The following commands work only with Stata12 and newer versions. With the option "describe" of the command "import excel" it is possible to see and store the names of all the worksheets in an excel file:
import excel "path/excelfile.xlsx", describe
return list
Names are store in locals: r(worksheet_1), r(worksheet_2) etc. In this example the excel file has 5 worksheet. To import all worksheets one needs to save each of them as a separate file (it is also possible to save them as Stata temporary files).
forvalues i = 1/5{
clear
import excel "excelfile.xlsx", sheet('r(worksheet`i''))
save sheet`i', replace
}
clear
forvalues i = 2/5{
use sheet1
mmerge id using sheet`i'
}
How to import a table from a pdf into excel and Stata
a) Convert the pdf into MS word using an online application such as: convert.files
b) Often when converting a table, multiple lines in the same cells are separated by line-breaks (indicated by ¶) which means that when copied into excel they will appear as multiple rows.
c) Replace the line-breaks symbol with an empty space. MS Word allows to represent Line-breaks using the symbol ^p. Replace "^p" with "" in MS word.

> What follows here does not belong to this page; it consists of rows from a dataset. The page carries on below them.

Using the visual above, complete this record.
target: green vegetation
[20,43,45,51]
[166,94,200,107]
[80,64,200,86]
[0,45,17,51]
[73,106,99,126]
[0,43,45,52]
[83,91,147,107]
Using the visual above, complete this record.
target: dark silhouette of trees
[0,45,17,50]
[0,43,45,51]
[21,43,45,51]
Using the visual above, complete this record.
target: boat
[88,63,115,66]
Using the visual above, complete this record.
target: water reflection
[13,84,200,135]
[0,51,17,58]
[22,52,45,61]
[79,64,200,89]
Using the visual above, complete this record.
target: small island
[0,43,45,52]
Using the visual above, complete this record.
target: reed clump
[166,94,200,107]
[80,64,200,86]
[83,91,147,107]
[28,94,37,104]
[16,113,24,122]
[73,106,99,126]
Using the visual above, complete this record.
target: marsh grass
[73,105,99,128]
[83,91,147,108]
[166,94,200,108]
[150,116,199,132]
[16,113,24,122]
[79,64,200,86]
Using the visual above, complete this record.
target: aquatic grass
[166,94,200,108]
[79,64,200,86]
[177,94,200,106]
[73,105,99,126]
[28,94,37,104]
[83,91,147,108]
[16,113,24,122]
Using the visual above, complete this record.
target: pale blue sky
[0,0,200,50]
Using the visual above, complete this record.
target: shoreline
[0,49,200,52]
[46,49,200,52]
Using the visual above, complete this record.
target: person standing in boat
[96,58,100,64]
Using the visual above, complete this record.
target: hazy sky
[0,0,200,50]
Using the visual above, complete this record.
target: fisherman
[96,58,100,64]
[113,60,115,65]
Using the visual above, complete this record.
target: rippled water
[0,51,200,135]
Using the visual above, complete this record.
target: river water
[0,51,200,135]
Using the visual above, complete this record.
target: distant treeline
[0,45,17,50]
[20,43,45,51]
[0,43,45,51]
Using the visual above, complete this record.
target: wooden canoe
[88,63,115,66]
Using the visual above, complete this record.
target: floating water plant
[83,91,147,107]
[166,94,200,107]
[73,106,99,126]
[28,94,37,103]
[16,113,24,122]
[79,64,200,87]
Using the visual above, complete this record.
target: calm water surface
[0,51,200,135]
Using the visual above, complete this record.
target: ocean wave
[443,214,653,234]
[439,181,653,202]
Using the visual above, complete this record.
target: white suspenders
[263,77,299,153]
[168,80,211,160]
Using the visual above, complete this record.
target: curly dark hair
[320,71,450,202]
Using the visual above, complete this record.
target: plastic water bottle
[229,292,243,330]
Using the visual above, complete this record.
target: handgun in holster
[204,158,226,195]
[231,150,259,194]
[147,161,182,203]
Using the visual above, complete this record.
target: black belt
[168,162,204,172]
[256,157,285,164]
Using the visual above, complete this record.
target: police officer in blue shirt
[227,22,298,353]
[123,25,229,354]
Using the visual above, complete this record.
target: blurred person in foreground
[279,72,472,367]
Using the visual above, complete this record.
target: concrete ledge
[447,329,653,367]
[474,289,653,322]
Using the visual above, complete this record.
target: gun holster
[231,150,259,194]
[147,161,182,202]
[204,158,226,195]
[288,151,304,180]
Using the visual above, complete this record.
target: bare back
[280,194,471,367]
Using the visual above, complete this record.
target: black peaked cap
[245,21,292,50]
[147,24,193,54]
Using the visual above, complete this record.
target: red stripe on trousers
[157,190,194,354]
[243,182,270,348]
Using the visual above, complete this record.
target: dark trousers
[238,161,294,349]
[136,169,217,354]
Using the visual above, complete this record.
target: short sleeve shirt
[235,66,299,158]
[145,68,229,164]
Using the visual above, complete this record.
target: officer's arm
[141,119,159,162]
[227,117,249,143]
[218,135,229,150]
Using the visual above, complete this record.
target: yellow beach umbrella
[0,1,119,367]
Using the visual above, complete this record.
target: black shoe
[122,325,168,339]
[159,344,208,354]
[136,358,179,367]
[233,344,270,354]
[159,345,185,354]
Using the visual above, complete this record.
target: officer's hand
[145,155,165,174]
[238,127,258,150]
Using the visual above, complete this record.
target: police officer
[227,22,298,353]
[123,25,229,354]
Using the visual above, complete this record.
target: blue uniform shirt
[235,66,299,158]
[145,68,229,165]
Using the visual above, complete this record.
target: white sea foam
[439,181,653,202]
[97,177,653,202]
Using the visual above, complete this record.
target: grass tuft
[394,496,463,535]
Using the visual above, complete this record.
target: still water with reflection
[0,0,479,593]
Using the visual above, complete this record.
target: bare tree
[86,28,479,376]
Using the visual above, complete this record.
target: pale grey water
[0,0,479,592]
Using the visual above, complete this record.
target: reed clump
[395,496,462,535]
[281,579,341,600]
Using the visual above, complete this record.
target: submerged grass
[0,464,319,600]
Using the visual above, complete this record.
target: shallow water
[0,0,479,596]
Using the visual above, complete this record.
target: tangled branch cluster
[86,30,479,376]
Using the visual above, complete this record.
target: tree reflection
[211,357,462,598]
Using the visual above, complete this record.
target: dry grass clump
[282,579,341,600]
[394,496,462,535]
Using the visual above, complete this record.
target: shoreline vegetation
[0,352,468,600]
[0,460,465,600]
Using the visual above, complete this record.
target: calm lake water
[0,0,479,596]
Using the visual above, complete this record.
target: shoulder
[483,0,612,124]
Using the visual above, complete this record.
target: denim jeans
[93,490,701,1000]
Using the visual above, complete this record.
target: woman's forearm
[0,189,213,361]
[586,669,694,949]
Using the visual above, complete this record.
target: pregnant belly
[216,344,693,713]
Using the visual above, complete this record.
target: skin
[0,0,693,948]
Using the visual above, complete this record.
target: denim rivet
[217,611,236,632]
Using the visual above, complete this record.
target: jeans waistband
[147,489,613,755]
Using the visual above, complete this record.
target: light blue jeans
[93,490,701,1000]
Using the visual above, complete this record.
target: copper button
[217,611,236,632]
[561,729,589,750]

d) Copy the table in excel
e) Import into Stata using the command: import excel "table.xlsx", sheet("sheet1") firstrow
How to compare datasets in Stata
Sometimes you might have different versions of a dataset that you want to compare. Here is a simple way to do it.
use "DatasetA", clear
*Identifier should be the first variable in your dataset
order identifier
*Store variable names. "firstvar" is the first variable after the identifier while "lastvar" is the last variable in the dataset
local x
foreach var of varlist firstvar - lastvar {
local x `x' `var'
}
di "`x'"
*Rename variables to allow comparison
rename * z_*
*Check identifier to us merge command
rename ne_identifier identifier
*Merge the two new and old datasets
merge 1:1 identifier using "DatasetB"
*Compare all variables
foreach i of local x{
compare `i' z_`i'
}
How to append multiple datasets using fs
*Set folder when files are located
cd "mypath/mypath/myfolder/"
*Create local with names of all Stata files
fs *.dta
* Drop name of file from local to avoid double entry
local files ""
foreach f in `r(files)'{
local files = "`files' `f'"
}
di "`files'"
local drop "Name_of_file_to_drop.dta"
local files: list files- drop
di "`files'"
* Append files
use Name_of_file_to_drop.dta, clear
foreach f of local files{
append using `f'
}
Some tips on how to manipulate dates in Stata
*Here are some examples of how dates can appear in Stata (string format):
set obs 5
g date = "16/10/1979" in 1
replace date = "25/12/1985" in 2
replace date = "08/12/2010" in 3
replace date = "03-05-1985" in 4
replace date = "08-09-1983" in 5
* Days
g day = date(date, "DMY")
format day %td
* Weeks
g week = date(date, "DMY")
replace week = wofd(week)
format week %tw
* Months
g month = date(date, "DMY")
replace month = mofd(month)
format month %tm
* Quarters
g quarter = date(date, "DMY")
replace quarter = qofd(quarter)
format quarter %tq
* Semesters
g semester = date(date, "DMY")
replace semester = hofd(semester)
format semester %th
* Years
g year = date(date, "DMY")
replace year = yofd(year)
format year %ty
Working with variable names
Consider a dataset that records a firm's capital costs for every year and the variables have the following format: capital2000, capital2001, capital2002 etc. To construct, for example, biannual changes in capital one could use the following loop:
forvalues i = 0/10{
ge change`=`i'+2002' = capital`=`i'+2002' - capital`=`i'+2000'
}
Note that the above calculations could be better conducted by first reshaping the dataset and then using time-series operator, nevertheless the procedure might be useful in other situations where a reshape is not convenient option.